Auscultation is used in most routine examinations of critically ill patients and is considered to be one of the essential components of the clinical examination. Two of the most frequent pathologies encountered in critically ill patients are pulmonary oedema and pneumonia. Both of these conditions often coexist.
In recent years, many clinicians have started to use lung ultrasound (LUS) as a diagnostic tool for a variety of pulmonary pathologies. There is sufficient evidence that supports the use of LUS in diagnosing pulmonary oedema and/or pneumonia. There are studies that also demonstrate the diagnostic value of LUS in patients with dyspnoea, pneumothorax, high-altitude pulmonary oedema and cardiogenic pulmonary oedema. In addition, LUS may also be superior to chest X-ray and comparable to chest CT scan for the diagnosis of pulmonary oedema and interstitial syndrome.
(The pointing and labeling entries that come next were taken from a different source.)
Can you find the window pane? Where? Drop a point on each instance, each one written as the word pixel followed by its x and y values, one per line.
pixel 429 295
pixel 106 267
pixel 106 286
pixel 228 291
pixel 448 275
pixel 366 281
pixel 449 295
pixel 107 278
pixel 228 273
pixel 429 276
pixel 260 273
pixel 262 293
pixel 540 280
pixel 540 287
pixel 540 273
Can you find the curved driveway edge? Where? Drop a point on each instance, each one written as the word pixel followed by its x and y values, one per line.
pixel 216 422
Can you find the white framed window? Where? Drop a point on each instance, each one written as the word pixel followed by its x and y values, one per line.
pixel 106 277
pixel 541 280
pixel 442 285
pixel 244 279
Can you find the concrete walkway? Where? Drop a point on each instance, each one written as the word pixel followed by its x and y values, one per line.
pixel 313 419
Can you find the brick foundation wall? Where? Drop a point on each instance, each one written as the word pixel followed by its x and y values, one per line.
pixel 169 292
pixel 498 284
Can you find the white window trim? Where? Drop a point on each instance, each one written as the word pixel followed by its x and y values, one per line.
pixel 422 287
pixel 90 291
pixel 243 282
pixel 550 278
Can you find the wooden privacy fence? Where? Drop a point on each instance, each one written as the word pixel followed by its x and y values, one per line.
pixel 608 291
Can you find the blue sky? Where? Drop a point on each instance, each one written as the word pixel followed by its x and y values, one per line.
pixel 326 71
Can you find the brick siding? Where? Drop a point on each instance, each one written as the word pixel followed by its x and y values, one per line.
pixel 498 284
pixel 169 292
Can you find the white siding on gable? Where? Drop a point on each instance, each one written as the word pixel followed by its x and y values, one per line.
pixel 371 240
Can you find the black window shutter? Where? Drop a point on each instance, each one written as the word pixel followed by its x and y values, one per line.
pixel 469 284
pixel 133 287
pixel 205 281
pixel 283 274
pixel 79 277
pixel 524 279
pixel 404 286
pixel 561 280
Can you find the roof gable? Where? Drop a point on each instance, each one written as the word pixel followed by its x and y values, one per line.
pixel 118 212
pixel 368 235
There are very few studies today that have compared LUS to pulmonary auscultation. In particular, there are no studies that have compared auscultation with LUS in the ICU setting. This study was conducted to compare the agreement of LUS with pulmonary auscultation for the detection of pulmonary oedema in acutely ill patients who were admitted to the ICU. The hypothesis of the study was that auscultation for pulmonary oedema would have insufficient agreement compared to LUS.
926 patients were included in the analysis. Study participants underwent clinical examination combined with lung ultrasound. This included auscultation of the bilateral regions for crepitations and rhonchi and lung ultrasound conducted according to the Bedside Lung Ultrasound in Emergency protocol.
33% of the patients fulfilled the criteria for pulmonary oedema on lung ultrasound. Auscultation was normal in 51% of these patients. 32% of the patients had audible crepitations or rhonchi upon auscultation. From 130 patients with crepitations, 66% had pulmonary oedema on lung ultrasound, and from 209 patients with rhonchi, 46% had pulmonary oedema on lung ultrasound.
Overall, these findings suggest that the agreement between auscultation and LUS for detecting pulmonary oedema is poor. The stethoscope may be the most frequently used instrument at the bedside but auscultation has a lower diagnostic accuracy for alveolar-pulmonary oedema compared to LUS. Physicians still use auscultation to detect pulmonary oedema but this study shows that auscultation may not be very reliable for detecting oedema, particularly in the ICU setting. Ultrasonography has now become easily available and clinicians could benefit from integrating this technology into their clinical practice when taking care of the critically ill.